Is this an unashamedly positive view of digital advertising? Yes, admittedly, it is. But I am starting with this because I truly believe that we need to take a balanced and rounded approach when it comes to discussing the regulation and ‘harms’ that today's event is focused on. Acknowledging the benefits of digital advertising is an integral part of that – they are the reason it’s so important to get this right.  

However, we all know that issues do exist and, in my view, collaboration is key to addressing them. For instance, we need to improve trust in and transparency within the digital supply chain. We need to ensure that companies engaged in real-time bidding understand their obligations in practice when it comes to processing users’ data. We need to continue to improve the quality of the digital advertising experience for people, as well as giving them confidence that their data is being responsibly handled. And we need to ensure that the alternative User ID solutions currently under development to reshape the ad-funded web have the user at its heart.  

These are no small tasks – digital advertising is complex and constantly evolving. At the IAB, we are working with our members and industry partners to ultimately build a sustainable future for the industry and we’re in no doubt that if we don’t continue to improve and evolve, that future is uncertain - an outcome that’s not good for anybody. In short, we are very aware of the issues that exist and work is proactively taking place to drive change from within. 

Take the IAB’s Gold Standard, which brings together existing industry initiatives to reduce ad fraud, uphold brand safety, improve the online experience for users and aid compliance with GDPR and ePrivacy law. The success of the Standard is reliant on the industry’s willingness to get behind it and we have seen really strong uptake, which continues to grow – today you’re hearing from a number of our certified members including Facebook, Google, Verizon Media and The Guardian.  

Alongside industry support, it’s crucial that the Gold Standard stays relevant and fit for purpose. We launched version 2.0 last year with new and more stringent criteria and we will continue to evolve it to keep pace with challenges that arise. We will also continue to encourage advertisers to prioritise the companies that are doing the right thing when they’re looking at where to invest their budgets. As it stands, we have 14 advertisers that have actively committed to working with Gold Standard digital ad suppliers wherever possible, including Unilever, Adidas, Coca-Cola, Tesco and Vodafone. This is pivotal as where advertisers choose to invest budgets is a huge factor in driving lasting change. 

Meanwhile, all parts of the digital industry are continuing to work together at a global level to create viable User ID solutions to replace third-party cookies.

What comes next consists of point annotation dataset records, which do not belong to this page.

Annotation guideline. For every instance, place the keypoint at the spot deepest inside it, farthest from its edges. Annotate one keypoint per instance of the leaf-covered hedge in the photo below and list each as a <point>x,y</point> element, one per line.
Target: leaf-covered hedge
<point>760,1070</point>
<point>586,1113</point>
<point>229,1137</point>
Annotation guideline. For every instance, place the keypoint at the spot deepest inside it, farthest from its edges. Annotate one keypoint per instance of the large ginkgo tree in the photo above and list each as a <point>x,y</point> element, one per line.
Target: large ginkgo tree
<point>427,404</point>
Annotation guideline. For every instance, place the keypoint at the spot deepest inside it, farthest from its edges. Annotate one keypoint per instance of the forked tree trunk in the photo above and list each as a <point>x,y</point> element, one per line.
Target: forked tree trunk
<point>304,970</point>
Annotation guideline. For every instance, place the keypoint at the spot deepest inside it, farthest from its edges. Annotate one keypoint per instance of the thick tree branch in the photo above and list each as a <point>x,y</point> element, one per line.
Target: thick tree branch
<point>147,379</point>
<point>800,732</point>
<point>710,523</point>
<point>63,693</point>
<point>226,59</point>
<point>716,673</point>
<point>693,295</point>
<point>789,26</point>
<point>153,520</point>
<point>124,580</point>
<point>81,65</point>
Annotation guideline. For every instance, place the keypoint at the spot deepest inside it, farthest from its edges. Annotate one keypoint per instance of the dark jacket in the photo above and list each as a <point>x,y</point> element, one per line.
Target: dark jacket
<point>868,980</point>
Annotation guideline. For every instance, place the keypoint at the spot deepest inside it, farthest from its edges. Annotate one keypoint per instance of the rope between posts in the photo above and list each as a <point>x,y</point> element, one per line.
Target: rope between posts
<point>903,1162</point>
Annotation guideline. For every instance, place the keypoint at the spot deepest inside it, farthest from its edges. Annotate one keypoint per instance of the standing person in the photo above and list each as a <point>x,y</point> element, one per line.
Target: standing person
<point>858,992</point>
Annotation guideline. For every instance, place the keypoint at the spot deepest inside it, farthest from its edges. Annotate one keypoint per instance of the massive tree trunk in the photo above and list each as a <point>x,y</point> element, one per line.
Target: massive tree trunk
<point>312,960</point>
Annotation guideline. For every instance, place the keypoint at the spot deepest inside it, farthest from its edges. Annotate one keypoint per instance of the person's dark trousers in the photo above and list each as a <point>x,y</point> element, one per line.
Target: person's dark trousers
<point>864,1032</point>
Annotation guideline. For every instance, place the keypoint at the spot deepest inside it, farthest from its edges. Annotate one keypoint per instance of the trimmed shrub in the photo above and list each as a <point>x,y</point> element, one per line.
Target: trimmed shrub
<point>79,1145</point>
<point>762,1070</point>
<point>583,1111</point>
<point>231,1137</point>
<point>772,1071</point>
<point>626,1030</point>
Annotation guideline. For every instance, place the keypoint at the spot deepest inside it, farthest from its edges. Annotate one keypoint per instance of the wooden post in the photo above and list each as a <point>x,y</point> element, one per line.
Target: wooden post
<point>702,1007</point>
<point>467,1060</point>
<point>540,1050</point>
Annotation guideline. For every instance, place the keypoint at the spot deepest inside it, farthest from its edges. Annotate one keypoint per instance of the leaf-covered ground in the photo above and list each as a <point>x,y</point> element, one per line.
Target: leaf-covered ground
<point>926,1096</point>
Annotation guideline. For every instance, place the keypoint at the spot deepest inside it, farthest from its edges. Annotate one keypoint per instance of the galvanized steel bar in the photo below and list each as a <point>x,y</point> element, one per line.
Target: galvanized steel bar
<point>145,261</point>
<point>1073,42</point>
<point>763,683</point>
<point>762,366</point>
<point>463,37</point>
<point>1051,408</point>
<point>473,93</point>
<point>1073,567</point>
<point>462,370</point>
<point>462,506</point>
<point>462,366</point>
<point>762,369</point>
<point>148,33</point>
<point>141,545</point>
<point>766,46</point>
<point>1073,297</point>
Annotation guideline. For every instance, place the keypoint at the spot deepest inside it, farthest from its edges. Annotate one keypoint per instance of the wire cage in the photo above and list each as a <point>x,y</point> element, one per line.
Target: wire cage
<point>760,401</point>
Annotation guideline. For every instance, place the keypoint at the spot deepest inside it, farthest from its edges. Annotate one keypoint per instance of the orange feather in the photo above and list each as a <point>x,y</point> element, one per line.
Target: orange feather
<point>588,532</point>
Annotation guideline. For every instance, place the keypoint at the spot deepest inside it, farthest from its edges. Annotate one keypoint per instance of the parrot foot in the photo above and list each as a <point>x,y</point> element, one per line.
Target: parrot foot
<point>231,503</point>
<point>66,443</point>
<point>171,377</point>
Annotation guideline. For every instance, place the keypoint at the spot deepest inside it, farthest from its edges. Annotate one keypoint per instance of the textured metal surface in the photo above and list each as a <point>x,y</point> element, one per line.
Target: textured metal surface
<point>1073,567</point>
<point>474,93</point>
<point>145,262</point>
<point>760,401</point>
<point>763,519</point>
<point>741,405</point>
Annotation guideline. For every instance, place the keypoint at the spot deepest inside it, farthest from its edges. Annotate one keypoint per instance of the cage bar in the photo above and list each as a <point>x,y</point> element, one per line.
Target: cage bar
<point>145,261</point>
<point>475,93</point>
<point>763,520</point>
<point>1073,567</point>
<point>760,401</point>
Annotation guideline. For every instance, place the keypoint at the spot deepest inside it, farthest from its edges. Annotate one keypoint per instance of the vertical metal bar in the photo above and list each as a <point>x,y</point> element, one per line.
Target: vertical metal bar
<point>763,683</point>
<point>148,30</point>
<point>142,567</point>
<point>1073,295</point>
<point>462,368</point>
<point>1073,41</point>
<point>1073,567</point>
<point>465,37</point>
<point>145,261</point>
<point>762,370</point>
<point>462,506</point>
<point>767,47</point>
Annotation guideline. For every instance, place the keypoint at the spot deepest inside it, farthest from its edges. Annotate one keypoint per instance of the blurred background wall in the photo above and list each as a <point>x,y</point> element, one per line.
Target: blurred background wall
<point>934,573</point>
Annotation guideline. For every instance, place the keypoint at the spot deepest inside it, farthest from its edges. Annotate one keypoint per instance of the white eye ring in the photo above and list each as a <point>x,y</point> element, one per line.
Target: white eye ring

This is a huge opportunity for us to redraw the digital ad ecosystem around user experience and build a better web for all parties - consumers, advertisers and publishers.  

You can probably see a theme emerging here. From our ongoing work with our members to address the ICO’s RTB concerns to the Cross Industry Programmatic Taskforce that seeks to improve supply chain transparency – collaboration within the digital ad industry to bring about real and meaningful change is not in short supply. This doesn’t mean that there isn’t room for more progress, but it does mean that we are moving forward and will continue to do so.  

This extends to you too. I believe that the best solutions to current and future issues within digital advertising come about by working with our industry. This is true whether you’re thinking about how to improve standards from within, or the role that statutory regulation has.  Let’s work together to continue to embrace the opportunities for change, and let’s remember why we’re doing this: to build the strong, ad-funded internet that is in all of our best interests.